THE GENRE
Know more about:
http://www.sharjahart.org/programmes/web-radio1/episode-3-al-muwashshah
Of all the forms known to Arabic literature in al-Andalus, only strophic poetry is known to have originated on the peninsula. Despite certain characteristic thematic features, the Andalusian qasida and maqama remained principally products of the Muslim East, but strophic poetry is a quintessentially Andalusian creation and the most complete literary embodiment of the multiethnic and multilingual fabric of Andalusian society. The pride that Andalusians and Maghribis took in these genres is echoed well into the fourteenth century by Ibn Khaldūn, whose survey of Arabic literature culminates in an account of Andalusian strophic poetry. In both its varieties, the muwashshah – the prosodically more complicated form, employing classical language in all but its concluding couplet – and the zajal – which is simpler in form and vernacular throughout – Andalusian strophic poetry is indeed the most distinguished contribution of the Muslim West to the history of Arabic poetry, and its forms are most explicitly involved with the universe of incipient Romance lyrics.
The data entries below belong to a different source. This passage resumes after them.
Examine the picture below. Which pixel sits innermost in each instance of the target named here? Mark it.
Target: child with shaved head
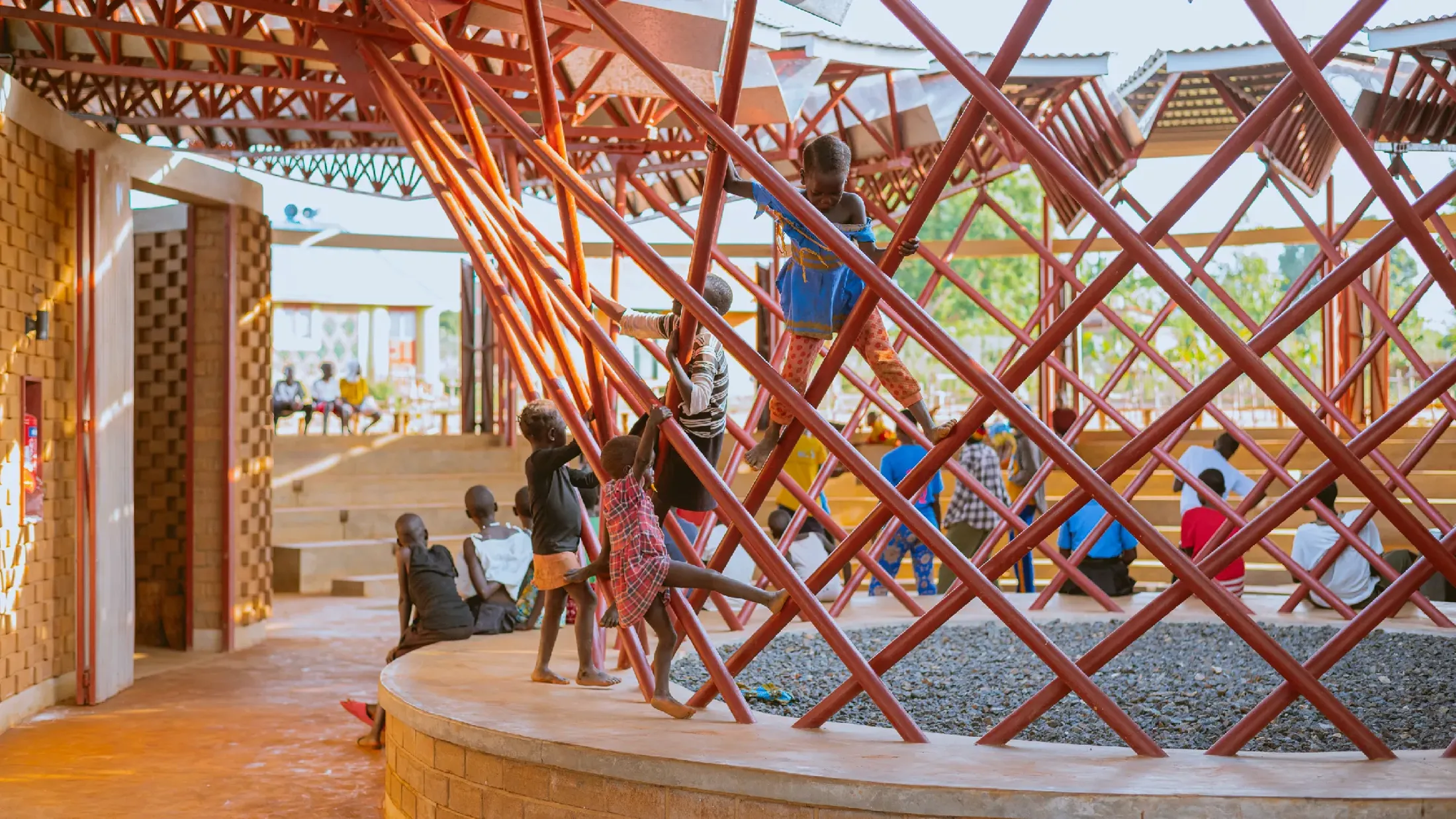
(635, 559)
(430, 610)
(702, 390)
(492, 566)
The muwashshah is written in Classical Arabic, and its subjects are those of Classical Arabic poetry —love, wine, court figures. It sharply differs in form, however, from classical poetry, in which each verse is divided into two metric halves and a single rhyme recurs at the end of each verse. The muwashshah is usually divided into five strophes, or stanzas, each numbering four, five, or six lines. A master rhyme appears at the beginning of the poem and at the end of the strophes, somewhat like a refrain; it is interrupted by subordinate rhymes. A possible scheme is ABcdcdABefefABghghABijijABklklAB. The last AB, called kharjah, or markaz, is usually written in vernacular Arabic or in the Spanish Mozarabic dialect; it is normally rendered in the voice of a girl and expresses her longing for her absent lover. Such verses make it probable that the muwashshah was influenced by some kind of European Romance oral poetry or song. Jewish poets of Spain also wrote muwashshahs in Hebrew, with kharjahs in Arabic and Spanish.
FAMOUS EXAMPLE
Lamma Bada Yatathanna (trad. Arab-Andalusian, from the 12th century)
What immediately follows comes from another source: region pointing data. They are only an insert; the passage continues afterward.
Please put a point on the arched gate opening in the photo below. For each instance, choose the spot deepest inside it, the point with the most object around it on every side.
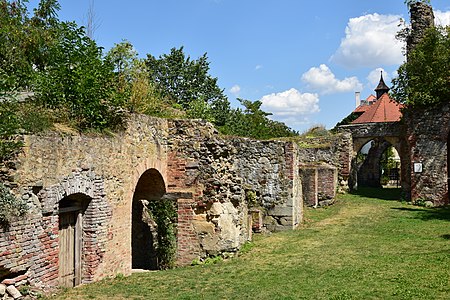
(378, 165)
(149, 224)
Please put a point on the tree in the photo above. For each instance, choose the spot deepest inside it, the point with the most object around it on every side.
(254, 122)
(423, 80)
(24, 40)
(78, 81)
(184, 80)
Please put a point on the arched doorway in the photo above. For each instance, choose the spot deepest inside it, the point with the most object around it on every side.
(144, 238)
(377, 165)
(70, 231)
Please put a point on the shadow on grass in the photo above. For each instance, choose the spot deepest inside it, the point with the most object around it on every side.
(426, 214)
(379, 193)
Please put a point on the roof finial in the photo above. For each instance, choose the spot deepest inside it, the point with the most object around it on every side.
(382, 88)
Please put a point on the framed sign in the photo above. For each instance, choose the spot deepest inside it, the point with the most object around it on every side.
(417, 167)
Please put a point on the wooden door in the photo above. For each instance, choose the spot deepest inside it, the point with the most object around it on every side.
(70, 248)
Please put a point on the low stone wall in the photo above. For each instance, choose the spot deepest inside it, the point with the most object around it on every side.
(319, 184)
(325, 169)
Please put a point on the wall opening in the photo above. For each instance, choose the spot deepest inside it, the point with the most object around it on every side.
(144, 229)
(378, 165)
(71, 237)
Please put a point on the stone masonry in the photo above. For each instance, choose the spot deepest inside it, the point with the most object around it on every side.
(214, 179)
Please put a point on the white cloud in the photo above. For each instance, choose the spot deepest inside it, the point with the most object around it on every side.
(290, 103)
(370, 41)
(442, 18)
(291, 106)
(235, 89)
(321, 79)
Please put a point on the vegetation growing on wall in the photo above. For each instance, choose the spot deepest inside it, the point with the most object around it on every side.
(164, 214)
(69, 76)
(423, 80)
This well beloved piece, a muwashah , is in a 10/8 rhythmic mode called sama'i thaqil which originated in Al-Andalus.
Arabic:
Lamma bada Yatathanna
Hubbi jamalu fatanna
Aman' Aman' Aman' Aman
Aw ma bi LaHzu asarna
Ghusnu thana Hinamal
Lamma bada yatathanna
Hubbi jamalu fatanna
Waadi wa ya Hirati
Man li shafeeashak wati
Illa maleekul jamal
Fil hubbi min lawaati
Lamma bada yatathanna
Hubbi jamalu fatanna
English:
She walked with a swaying gait
her beauty amazed me
Her eyes have taken me prisoner
Her stem folded as she bent over
Oh, my promise, oh, my perplexity
Who can answer my lament of love and distress
but the graceful one, the queen of beauty?